The GBER also excludes aid to undertakings which are subject to an outstanding order from the Commission to recover incompatible aid already granted. This is in line with the case-law of the Court of Justice (Deggendorf). This limitation, in line with the State Aid Action Plan, is to ensure proper enforcement of state aid rules by reinforcing the effectiveness of recovery orders.

The GBER also completely excludes companies in difficulty from its scope of application. Indeed, according to the Commission's policy, any aid provided to such a company has the character of rescue and restructuring aid. Such aid measures should thus, as a matter of principle, be examined exclusively under the Community guidelines on state aid for rescuing and restructuring firms in difficulty.

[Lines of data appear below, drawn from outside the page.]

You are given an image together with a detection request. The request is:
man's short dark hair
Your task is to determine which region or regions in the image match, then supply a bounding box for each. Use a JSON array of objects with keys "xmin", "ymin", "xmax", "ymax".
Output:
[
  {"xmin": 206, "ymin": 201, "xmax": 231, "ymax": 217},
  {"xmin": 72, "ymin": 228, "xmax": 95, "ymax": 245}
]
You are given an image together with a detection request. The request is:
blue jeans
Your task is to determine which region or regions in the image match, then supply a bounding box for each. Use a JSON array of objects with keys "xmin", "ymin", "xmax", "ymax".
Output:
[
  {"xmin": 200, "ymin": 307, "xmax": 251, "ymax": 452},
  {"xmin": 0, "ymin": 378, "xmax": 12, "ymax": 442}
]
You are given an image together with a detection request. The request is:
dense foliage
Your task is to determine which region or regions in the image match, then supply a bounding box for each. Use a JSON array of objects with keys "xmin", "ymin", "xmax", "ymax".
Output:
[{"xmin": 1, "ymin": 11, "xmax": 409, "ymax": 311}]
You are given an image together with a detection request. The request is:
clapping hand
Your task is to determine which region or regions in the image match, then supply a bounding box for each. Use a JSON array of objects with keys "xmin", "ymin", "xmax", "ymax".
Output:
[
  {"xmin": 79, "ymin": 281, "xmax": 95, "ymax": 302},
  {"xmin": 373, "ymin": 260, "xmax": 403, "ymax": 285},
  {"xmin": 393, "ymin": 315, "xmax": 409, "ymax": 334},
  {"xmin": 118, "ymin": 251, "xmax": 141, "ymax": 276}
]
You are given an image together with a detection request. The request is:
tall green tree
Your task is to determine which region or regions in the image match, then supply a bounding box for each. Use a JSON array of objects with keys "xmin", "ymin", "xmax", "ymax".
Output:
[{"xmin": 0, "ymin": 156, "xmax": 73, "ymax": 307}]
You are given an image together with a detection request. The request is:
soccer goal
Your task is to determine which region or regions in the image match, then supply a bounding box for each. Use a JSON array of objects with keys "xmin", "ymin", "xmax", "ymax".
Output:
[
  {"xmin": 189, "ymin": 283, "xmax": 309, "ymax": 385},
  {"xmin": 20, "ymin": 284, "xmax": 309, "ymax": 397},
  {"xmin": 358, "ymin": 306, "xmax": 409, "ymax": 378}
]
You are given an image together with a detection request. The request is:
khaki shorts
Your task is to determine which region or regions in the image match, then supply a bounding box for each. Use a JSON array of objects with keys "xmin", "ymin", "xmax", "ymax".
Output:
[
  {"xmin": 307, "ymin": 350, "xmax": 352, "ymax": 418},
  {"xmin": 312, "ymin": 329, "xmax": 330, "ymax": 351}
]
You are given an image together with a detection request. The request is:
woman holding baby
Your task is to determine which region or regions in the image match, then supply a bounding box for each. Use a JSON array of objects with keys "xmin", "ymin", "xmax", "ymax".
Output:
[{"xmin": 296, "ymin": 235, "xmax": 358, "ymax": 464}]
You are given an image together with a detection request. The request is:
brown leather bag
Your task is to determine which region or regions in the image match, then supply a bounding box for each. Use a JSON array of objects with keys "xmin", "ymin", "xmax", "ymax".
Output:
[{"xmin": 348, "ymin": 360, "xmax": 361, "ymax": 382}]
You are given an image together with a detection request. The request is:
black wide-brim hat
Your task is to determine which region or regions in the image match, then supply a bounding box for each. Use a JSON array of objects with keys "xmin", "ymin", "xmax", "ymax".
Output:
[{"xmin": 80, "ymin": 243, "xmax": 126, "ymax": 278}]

However, in order to facilitate Member States' assessment regarding the question whether or not a beneficiary is to be considered as being in difficulty, the GBER provides for a simplified definition. This simplification applies purely for the purposes of the GBER and does not affect the interpretation to be given to the definition of "enterprises in difficulty", when applying the rescue and restructuring guidelines.

Does the GBER apply regardless of the amount of aid?

No. The GBER contains so-called ceilings for individual notification. This means that aid measures exceeding these ceilings still have to be notified to the Commission individually in order for the Commission to analyse their effects on competition and contribution to the common interest. The GBER has largely simplified the application of these ceilings, but individual notification obligations persist beyond those ceilings. For instance, aid favouring environmental investment amounting to more than €7.5 million will need to be notified to the Commission before being granted.

The increased level of these ceilings confirms the objective of the Commission to focus its attention on state aid cases implying serious risks for competition and trade. By contrast, a higher number of comparatively small cases will be exempted from notification because it is assumed that the overall balance of the effects of these subsidies is positive for the Community.

The GBER is published on the website of the Commission.